2 February 2023
During a routine inspection
Penley View is a residential care home providing personal care to 2 people at the time of the inspection. The service can support up to 6 people.
People’s experience of using this service and what we found
Right Support:
We judged that people were supported to have maximum choice and control of their lives and staff supported them in the least restrictive way possible and in their best interests. However, the policies and systems in the service required improvement to continue supporting this practice.
The provider did not use safe recruitment procedures to employ staff. Therefore, there was a risk people could be supported by unsuitable staff putting them at increased risk of harm.
Staff supported people with their medicines in a way that promoted their independence. However, other aspects of medicine management such as record keeping, and checks needed improvement.
The service gave people care and support in a safe, well-furnished environment that met their sensory and physical needs. However, some aspects of premises safety such as cleaning records and practice needed some improvement.
Staff supported people to take part in activities. However, further improvements were needed to ensure people could pursue their interests in their local area with people who had shared interests and achieve their aspirations and goals.
People had a choice about their living environment and were able to personalise their rooms. The service and staff supported people to have the maximum possible choice, control and independence over their own lives. Staff focused on people’s strengths and promoted what they could do, so people had a fulfilling and meaningful life.
Staff enabled people to access specialist health and social care support in the community. Staff supported people to play an active role in maintaining their own health and well-being.
Staff supported people to make decisions following best practice in decision-making. Staff communicated with people in ways that met their needs.
Right Care:
Provider needed to review staff organisation and how staff’s training needs and skills were managed in order to meet some people’s specific needs.
The provider did not always ensure that actions were consistently taken to reduce assessed risks to people's personal safety. Not all staff had the right knowledge to encourage and enable people to take positive risks.
People received kind and compassionate care. Staff protected and respected people’s privacy and dignity. They understood and responded to their individual needs.
Staff understood how to protect people from poor care and abuse. The service worked with other agencies to do so. Staff had training on how to recognise and report abuse and they knew how to apply it.
People could communicate with staff and understand information given to them because staff supported them consistently and understood their individual communication needs. Staff spoke to people politely giving them time to respond and express their wishes.
People’s care, treatment and support plans reflected their range of needs and this promoted their well-being and enjoyment of life.
Right Culture:
We found the provider did not ensure we were notified of reportable events within a reasonable time frame.
The provider did not always follow their quality assurance policy effectively so they could assess, monitor and mitigate any risks relating to the health, safety and welfare of people using services, the service and others.
The provider did not consistently maintain accurate and complete records relating to person’s care and service management.
The provider did not always follow and kept a copy of all the actions taken as required in the duty of candour regulation when a notifiable safety incident occurred.
Staff knew and understood people well and were responsive, supporting their aspirations to live a quality life of their choosing.
People and those important to them were involved in planning their care. Staff valued and acted upon people’s views.

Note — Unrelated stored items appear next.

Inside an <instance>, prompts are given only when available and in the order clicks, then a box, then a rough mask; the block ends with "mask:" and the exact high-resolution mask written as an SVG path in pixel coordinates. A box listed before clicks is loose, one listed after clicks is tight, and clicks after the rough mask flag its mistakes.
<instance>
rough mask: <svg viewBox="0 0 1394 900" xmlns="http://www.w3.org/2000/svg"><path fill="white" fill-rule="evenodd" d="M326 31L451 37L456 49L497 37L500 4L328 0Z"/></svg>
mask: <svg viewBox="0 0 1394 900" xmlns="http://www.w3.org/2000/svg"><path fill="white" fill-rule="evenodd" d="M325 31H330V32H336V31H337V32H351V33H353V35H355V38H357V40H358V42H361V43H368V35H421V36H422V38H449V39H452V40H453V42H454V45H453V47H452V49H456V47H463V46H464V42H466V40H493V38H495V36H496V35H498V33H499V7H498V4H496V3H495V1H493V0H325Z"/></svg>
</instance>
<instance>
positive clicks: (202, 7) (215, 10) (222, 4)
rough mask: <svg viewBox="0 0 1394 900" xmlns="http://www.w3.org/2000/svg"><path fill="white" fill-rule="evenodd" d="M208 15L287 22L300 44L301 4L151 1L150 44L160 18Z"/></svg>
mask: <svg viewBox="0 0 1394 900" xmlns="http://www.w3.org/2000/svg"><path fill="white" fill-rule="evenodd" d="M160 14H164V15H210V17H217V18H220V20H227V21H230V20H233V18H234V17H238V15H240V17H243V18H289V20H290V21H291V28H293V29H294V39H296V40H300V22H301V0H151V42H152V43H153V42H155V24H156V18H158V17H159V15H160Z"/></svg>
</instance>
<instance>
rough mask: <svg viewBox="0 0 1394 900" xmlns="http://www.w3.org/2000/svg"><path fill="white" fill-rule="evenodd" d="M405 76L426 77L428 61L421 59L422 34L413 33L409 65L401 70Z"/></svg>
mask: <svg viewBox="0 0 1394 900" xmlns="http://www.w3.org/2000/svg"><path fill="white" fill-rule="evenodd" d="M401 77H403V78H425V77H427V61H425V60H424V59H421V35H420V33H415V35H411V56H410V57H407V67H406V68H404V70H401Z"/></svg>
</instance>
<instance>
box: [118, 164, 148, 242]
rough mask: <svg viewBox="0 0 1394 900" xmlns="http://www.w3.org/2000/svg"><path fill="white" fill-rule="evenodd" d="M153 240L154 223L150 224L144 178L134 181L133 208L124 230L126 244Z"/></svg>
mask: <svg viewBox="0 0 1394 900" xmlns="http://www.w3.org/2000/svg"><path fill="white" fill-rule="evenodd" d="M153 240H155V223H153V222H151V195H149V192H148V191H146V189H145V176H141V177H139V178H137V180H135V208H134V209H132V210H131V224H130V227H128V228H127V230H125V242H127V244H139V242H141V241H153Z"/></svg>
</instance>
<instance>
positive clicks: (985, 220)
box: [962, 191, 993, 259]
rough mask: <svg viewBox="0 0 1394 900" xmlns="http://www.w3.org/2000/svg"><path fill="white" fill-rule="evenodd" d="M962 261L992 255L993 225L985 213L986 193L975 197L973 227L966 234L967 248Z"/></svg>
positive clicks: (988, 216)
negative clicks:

Staff turnover was stable, which supported people to receive more consistent care from staff who knew them well. People were supported by staff who understood their different range of needs or sensitivities.
The service enabled people and those important to them to work with staff to help improve the service. The home manager and staff were working together to ensure the risks of a closed culture were minimised so that people received support based on transparency, respect and positive culture in the service.
For more details, please see the full report which is on the CQC website at www.cqc.org.uk.
Rating at last inspection and update
The last rating for this service was inadequate (published 18 May 2022) and there were multiple breaches of regulations. The provider completed an action plan after the last inspection to show what they would do and by when to improve. At this inspection we found some improvements had been made. We also found the provider remained in breach of some of the regulations.
At our last inspection we recommended the provider seek advice from a reputable source about end of life care planning. At this inspection we found the provider was working to review this aspect of support.
This service has been in Special Measures since 17 May 2022. During this inspection the provider demonstrated that improvements have been made. The service is no longer rated as inadequate overall or in any of the key questions. Therefore, this service is no longer in Special Measures.
Why we inspected
This inspection was prompted due to the previous rating and to follow up on enforcement action.
We looked at infection prevention and control measures under the Safe key question. We look at this in all care home inspections even if no concerns or risks have been identified. This is to provide assurance that the service can respond to COVID-19 and other infection outbreaks effectively.
Enforcement and Recommendations
We have identified breaches in relation to quality assurance and record keeping; risk management; notification of incidents; management of medicines; staff recruitment at this inspection. We have made recommendations about assessing, reviewing and recording mental capacity; ongoing staff training monitoring and to reflect the latest best practice guidelines; staff and senior staff deployment; management and record keeping of activities for people; management of records for duty of candour requirements. Please see the action we have told the provider to take at the end of this report.
Follow up
We will request an action plan from the provider to understand what they will do to improve the standards of quality and safety. We will work alongside the provider and local authority to monitor progress. We will continue to monitor information we receive about the service, which will help inform when we next inspect.